I’m using colab to run my analysis, and since the session is restarted every time you logged out, or terminated due to long pause, i have come to realization on how the inconsistency of the doublets prediction is affecting my analysis.
This is most evidenced when I perform clustering, each restart generated different UMAP profile.
Should i implement random seed ??
Or is this normal??? (im newbie in this field)
I would highly appreciate any advice I could get in this forum.
You should run with scvi.settings.seed = 0 at the beginning (see any of our tutorials), but its not enough.
You will only get the exact same UMAPs when comparing 2 runs done after restarting their sessions (under interactive session).
In other words, you might get different UMAPs even if you are running the exact same code but under the same session and even after setting that seed.
Only setting seed + restarting session each time will guarantee reproducible results (of course given you are running with the same logic)

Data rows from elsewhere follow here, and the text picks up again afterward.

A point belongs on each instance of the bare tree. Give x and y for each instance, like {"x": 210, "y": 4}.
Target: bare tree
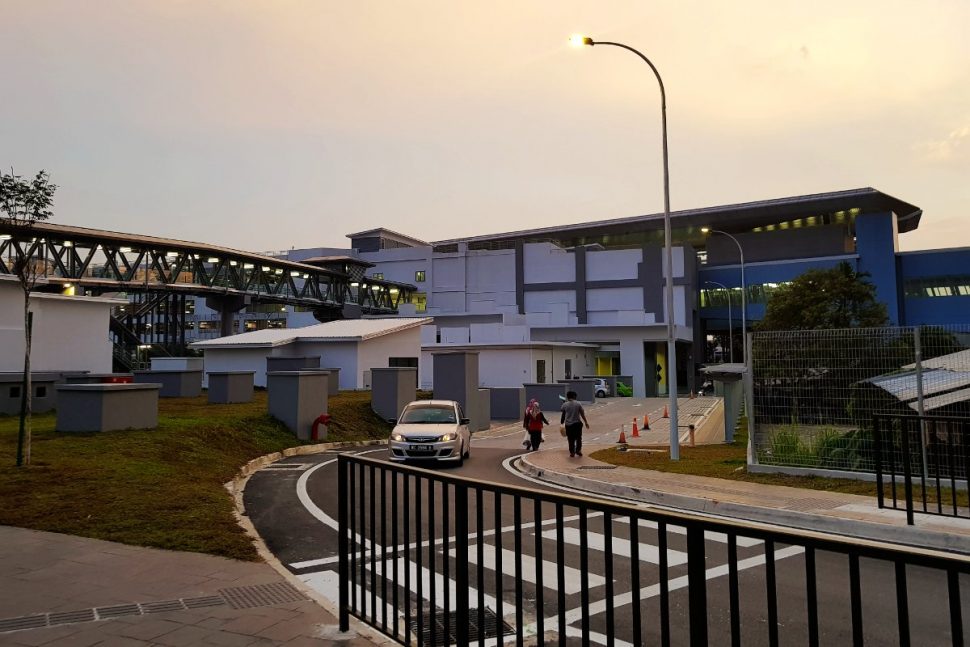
{"x": 23, "y": 203}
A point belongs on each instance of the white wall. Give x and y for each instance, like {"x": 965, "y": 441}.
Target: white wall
{"x": 374, "y": 353}
{"x": 69, "y": 333}
{"x": 546, "y": 263}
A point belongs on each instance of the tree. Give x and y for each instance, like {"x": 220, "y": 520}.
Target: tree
{"x": 838, "y": 297}
{"x": 25, "y": 202}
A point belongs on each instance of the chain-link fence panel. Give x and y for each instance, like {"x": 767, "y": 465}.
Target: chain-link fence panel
{"x": 815, "y": 391}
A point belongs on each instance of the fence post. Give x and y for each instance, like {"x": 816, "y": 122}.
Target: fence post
{"x": 342, "y": 548}
{"x": 697, "y": 586}
{"x": 461, "y": 574}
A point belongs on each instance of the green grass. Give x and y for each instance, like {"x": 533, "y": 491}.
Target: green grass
{"x": 729, "y": 461}
{"x": 161, "y": 487}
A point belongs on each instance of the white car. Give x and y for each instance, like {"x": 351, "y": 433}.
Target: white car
{"x": 430, "y": 430}
{"x": 601, "y": 388}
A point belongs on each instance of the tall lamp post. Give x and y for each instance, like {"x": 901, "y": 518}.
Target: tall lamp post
{"x": 580, "y": 41}
{"x": 730, "y": 318}
{"x": 744, "y": 292}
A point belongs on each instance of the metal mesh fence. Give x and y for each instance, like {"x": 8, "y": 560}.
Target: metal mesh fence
{"x": 815, "y": 391}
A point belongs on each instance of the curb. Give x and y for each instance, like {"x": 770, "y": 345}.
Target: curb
{"x": 906, "y": 536}
{"x": 237, "y": 486}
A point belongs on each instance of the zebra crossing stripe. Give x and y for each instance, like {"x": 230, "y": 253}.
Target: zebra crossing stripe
{"x": 573, "y": 576}
{"x": 621, "y": 547}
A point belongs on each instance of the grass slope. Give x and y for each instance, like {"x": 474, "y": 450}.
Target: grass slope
{"x": 161, "y": 487}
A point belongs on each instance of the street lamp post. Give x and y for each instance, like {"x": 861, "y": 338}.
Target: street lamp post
{"x": 744, "y": 291}
{"x": 580, "y": 41}
{"x": 730, "y": 318}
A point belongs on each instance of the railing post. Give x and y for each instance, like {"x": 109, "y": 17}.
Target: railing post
{"x": 342, "y": 544}
{"x": 461, "y": 573}
{"x": 697, "y": 586}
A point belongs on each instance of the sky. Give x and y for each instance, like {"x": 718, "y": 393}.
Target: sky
{"x": 272, "y": 124}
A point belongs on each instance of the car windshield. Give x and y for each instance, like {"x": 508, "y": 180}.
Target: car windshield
{"x": 428, "y": 415}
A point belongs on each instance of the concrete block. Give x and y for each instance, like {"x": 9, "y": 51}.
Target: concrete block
{"x": 297, "y": 398}
{"x": 507, "y": 403}
{"x": 175, "y": 383}
{"x": 226, "y": 387}
{"x": 107, "y": 407}
{"x": 391, "y": 389}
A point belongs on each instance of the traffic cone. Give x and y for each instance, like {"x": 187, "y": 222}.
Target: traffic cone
{"x": 622, "y": 440}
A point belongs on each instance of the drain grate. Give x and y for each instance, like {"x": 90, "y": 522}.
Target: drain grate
{"x": 23, "y": 622}
{"x": 443, "y": 637}
{"x": 261, "y": 595}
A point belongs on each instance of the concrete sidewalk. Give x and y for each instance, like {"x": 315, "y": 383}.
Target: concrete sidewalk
{"x": 843, "y": 514}
{"x": 64, "y": 590}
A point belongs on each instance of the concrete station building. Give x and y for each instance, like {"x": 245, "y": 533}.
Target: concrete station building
{"x": 592, "y": 294}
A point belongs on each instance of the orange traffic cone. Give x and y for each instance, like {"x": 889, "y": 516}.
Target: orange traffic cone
{"x": 622, "y": 440}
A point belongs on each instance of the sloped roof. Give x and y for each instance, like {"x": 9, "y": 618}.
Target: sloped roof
{"x": 332, "y": 331}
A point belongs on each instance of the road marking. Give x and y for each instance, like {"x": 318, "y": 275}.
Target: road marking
{"x": 573, "y": 576}
{"x": 621, "y": 547}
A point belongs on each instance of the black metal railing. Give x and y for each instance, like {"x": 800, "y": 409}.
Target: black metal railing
{"x": 429, "y": 558}
{"x": 931, "y": 451}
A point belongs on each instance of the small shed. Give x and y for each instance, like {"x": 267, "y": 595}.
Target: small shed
{"x": 353, "y": 345}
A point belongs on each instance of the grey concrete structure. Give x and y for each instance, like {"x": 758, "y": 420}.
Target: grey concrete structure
{"x": 548, "y": 396}
{"x": 98, "y": 378}
{"x": 456, "y": 378}
{"x": 43, "y": 397}
{"x": 584, "y": 388}
{"x": 177, "y": 363}
{"x": 292, "y": 363}
{"x": 391, "y": 389}
{"x": 175, "y": 383}
{"x": 230, "y": 386}
{"x": 507, "y": 403}
{"x": 484, "y": 410}
{"x": 334, "y": 385}
{"x": 297, "y": 398}
{"x": 107, "y": 407}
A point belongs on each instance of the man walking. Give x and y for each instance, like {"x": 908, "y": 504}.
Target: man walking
{"x": 573, "y": 417}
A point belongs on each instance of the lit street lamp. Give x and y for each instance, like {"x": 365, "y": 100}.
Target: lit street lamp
{"x": 744, "y": 292}
{"x": 580, "y": 41}
{"x": 730, "y": 319}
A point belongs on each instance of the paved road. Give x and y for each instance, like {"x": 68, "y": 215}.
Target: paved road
{"x": 293, "y": 506}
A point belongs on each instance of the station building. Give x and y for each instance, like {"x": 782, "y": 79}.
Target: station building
{"x": 601, "y": 284}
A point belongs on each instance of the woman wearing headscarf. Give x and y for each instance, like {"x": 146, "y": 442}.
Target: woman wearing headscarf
{"x": 533, "y": 422}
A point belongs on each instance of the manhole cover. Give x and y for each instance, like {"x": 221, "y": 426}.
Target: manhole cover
{"x": 443, "y": 637}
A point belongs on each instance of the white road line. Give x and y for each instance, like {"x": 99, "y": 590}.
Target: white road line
{"x": 621, "y": 547}
{"x": 573, "y": 577}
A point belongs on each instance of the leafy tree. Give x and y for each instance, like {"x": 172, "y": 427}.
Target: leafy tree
{"x": 838, "y": 297}
{"x": 23, "y": 203}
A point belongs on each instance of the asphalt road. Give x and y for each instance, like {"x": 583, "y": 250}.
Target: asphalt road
{"x": 293, "y": 506}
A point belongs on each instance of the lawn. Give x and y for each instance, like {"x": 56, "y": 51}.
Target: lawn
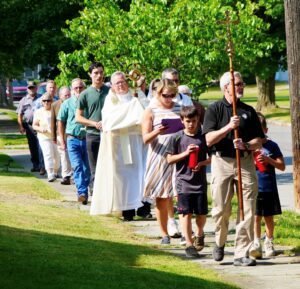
{"x": 47, "y": 243}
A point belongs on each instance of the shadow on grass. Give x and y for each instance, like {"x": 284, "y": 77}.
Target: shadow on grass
{"x": 31, "y": 259}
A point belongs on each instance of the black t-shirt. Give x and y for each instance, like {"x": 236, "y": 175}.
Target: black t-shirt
{"x": 188, "y": 181}
{"x": 218, "y": 115}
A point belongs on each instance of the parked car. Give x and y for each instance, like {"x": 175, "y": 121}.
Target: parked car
{"x": 19, "y": 89}
{"x": 41, "y": 88}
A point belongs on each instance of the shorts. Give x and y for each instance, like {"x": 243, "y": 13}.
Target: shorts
{"x": 191, "y": 203}
{"x": 268, "y": 204}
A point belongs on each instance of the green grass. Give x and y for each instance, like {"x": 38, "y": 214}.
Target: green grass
{"x": 52, "y": 244}
{"x": 12, "y": 140}
{"x": 7, "y": 162}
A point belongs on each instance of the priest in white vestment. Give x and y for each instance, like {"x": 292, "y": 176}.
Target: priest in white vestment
{"x": 119, "y": 177}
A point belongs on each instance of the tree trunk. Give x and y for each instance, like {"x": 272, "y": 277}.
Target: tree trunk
{"x": 266, "y": 92}
{"x": 292, "y": 24}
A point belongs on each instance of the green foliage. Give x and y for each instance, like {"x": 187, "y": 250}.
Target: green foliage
{"x": 31, "y": 33}
{"x": 159, "y": 34}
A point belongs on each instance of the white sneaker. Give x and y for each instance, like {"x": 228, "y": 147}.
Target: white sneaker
{"x": 256, "y": 251}
{"x": 269, "y": 248}
{"x": 173, "y": 229}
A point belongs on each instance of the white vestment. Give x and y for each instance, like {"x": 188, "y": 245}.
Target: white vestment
{"x": 119, "y": 177}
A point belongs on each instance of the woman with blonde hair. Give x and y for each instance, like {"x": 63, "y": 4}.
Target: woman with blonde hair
{"x": 158, "y": 176}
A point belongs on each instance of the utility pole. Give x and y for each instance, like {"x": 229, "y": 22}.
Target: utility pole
{"x": 292, "y": 24}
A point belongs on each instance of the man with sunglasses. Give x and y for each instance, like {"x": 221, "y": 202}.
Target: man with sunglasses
{"x": 218, "y": 128}
{"x": 76, "y": 141}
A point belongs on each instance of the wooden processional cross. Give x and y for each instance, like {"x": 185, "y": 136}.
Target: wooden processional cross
{"x": 228, "y": 22}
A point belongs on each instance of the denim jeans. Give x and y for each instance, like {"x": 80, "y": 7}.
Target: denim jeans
{"x": 93, "y": 144}
{"x": 80, "y": 164}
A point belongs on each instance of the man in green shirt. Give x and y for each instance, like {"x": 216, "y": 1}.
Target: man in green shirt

It’s unfortunately slightly worse on Colab. There is no guarantee that you get exactly the same plots in Colab. Some additional variation is due to the used GPU (CUDA on two different devices is not deterministic) and Colab sometimes switches the GPU or updates their cuDNN library. I don’t find differences in downstream analysis of results but sometimes in number of Leiden clusters etc. Reproducibility — PyTorch 2.5 documentation gives a short overview.